Why didn't the skeleton cross the road?
He didn't have any guts.

- Pediatric surgeon to young patient

It's Homecoming Weekend at colleges all across America. Football, dances, Halloween concerts. I'm in Annapolis, Maryland, for Parents Weekend for the USNA Second Class - one celebration specifically for junior year Midshipmen - a mark of having made it thus far and "earned" that all important double stripe of authority and responsibility within the Brigade. What a beautiful weekend of weather, all the proud families and Mids, the exciting home football game against Eastern Carolina in Marine-Navy Stadium. That game framed what I'd call "the proverbial streak of bad luck," what my grandfather called an ebb life tide, when it seems not much is ever going right. The much needed touchdown in the 4th quarter to win is ruled out on review, the saving field kick hits the standard and bounces smack back into the field. Navy is defeated. All the best effort met with successive waves of bad breaks, bad judgment, bad luck. Bad news.

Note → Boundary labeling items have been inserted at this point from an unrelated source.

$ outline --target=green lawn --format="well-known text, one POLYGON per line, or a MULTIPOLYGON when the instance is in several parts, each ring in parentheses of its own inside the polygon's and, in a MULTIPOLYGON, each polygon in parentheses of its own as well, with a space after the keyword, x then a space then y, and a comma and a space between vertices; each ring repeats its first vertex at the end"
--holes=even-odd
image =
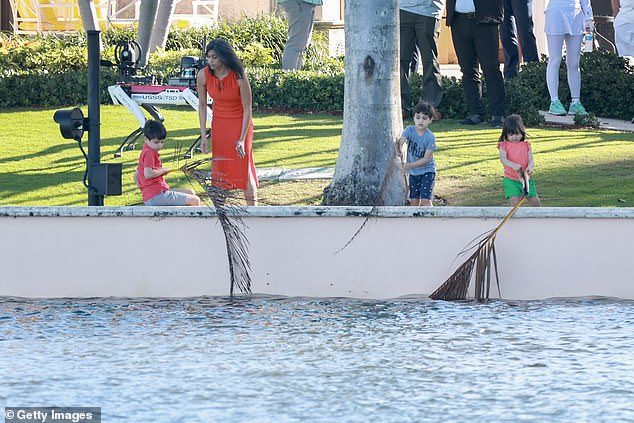
MULTIPOLYGON (((77 143, 61 137, 55 109, 0 110, 0 205, 86 205, 82 184, 84 159, 77 143)), ((87 114, 86 108, 83 108, 87 114)), ((165 166, 182 165, 181 154, 198 134, 191 109, 161 109, 168 129, 162 152, 165 166)), ((334 166, 341 136, 341 116, 256 113, 255 162, 264 167, 334 166)), ((115 159, 114 151, 138 122, 123 107, 102 106, 102 162, 123 164, 123 195, 106 205, 141 201, 132 181, 137 150, 115 159)), ((443 120, 431 126, 439 150, 436 195, 455 206, 506 205, 502 165, 496 142, 499 130, 465 128, 443 120)), ((529 129, 535 154, 534 178, 545 206, 634 206, 634 135, 554 128, 529 129)), ((87 148, 88 135, 84 135, 87 148)), ((179 172, 168 175, 174 187, 191 186, 179 172)), ((319 204, 328 181, 262 182, 262 204, 319 204)), ((199 189, 198 187, 195 187, 199 189)))

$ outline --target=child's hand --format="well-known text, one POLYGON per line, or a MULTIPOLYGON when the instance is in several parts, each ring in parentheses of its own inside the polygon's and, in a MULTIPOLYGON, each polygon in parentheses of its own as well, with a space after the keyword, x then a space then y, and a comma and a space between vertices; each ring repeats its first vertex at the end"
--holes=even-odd
POLYGON ((409 173, 411 166, 409 165, 409 163, 404 163, 403 166, 401 166, 401 173, 403 175, 407 175, 409 173))
POLYGON ((200 138, 200 151, 202 151, 203 154, 209 153, 209 140, 206 136, 200 138))
POLYGON ((394 154, 396 154, 396 157, 403 159, 403 152, 401 151, 401 146, 397 142, 394 143, 394 154))
POLYGON ((238 156, 240 156, 241 159, 244 159, 244 155, 245 155, 245 151, 244 151, 244 141, 243 140, 238 140, 236 141, 236 151, 238 152, 238 156))

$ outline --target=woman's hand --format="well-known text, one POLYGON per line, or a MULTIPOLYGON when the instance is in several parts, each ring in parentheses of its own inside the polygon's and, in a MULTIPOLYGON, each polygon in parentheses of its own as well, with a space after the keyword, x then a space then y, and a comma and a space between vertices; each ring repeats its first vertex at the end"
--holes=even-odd
POLYGON ((244 159, 245 151, 244 151, 244 140, 236 141, 236 151, 241 159, 244 159))

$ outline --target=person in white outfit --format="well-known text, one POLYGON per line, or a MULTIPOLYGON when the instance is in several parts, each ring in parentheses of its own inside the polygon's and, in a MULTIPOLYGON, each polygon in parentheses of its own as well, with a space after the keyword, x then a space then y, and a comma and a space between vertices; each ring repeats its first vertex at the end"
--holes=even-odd
POLYGON ((282 69, 301 69, 303 56, 313 33, 315 7, 323 0, 277 0, 286 11, 288 37, 282 55, 282 69))
MULTIPOLYGON (((621 57, 634 62, 634 0, 612 0, 614 42, 621 57)), ((634 123, 634 118, 632 119, 634 123)))
POLYGON ((579 58, 583 33, 593 29, 594 19, 590 0, 550 0, 546 5, 544 31, 548 42, 546 84, 550 94, 549 113, 554 115, 588 114, 579 101, 581 95, 579 58), (566 43, 568 86, 572 97, 568 112, 559 100, 559 65, 561 65, 564 42, 566 43))
POLYGON ((621 57, 634 56, 634 0, 612 0, 614 41, 621 57))

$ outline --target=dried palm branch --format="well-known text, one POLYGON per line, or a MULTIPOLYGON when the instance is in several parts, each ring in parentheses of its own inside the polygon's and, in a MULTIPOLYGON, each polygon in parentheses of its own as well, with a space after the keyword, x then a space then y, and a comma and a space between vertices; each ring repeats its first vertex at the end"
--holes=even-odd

I thought about this as I laughed hearing the joke I opened this day's essay with. So what if you get over the road in the most haphazard of ways, at the wrong corner? You had the courage to cross. I am so proud of these young men and women and their effort at all they do - from the rigors of Academy academics to the demands of leadership and upholding personal accountability at all times. These Mids are heroes to me in their selfless commitment to serve our country, and their determined endeavors to get what is required of them at all times right. Who among us upholds that standard? Precious few. It makes the man or woman from the inside, from character out. Bravo Zulu, Class of 2013.

Now the idea of an ebb tide of life, that life has its swells and shallows, times when everything we do is met with disappointment and failure, and we hang on to the hope of a turn in the tide, is one any of us over the age of 40 is well acquainted with. Somewhere along the line in my own hardening into adulthood I learned this phrase, "I don't understand, but I accept." And it has come to symbolize, to me, that forever-seeming balance point of not knowing if or will you endure but waking up each day and arming for battle. The Battle of Today: one more day living with struggle or heartbreak. The specter of cancer in the family, of the loss of a job, of the tragic death of a parent, of the unexpected illness in a child.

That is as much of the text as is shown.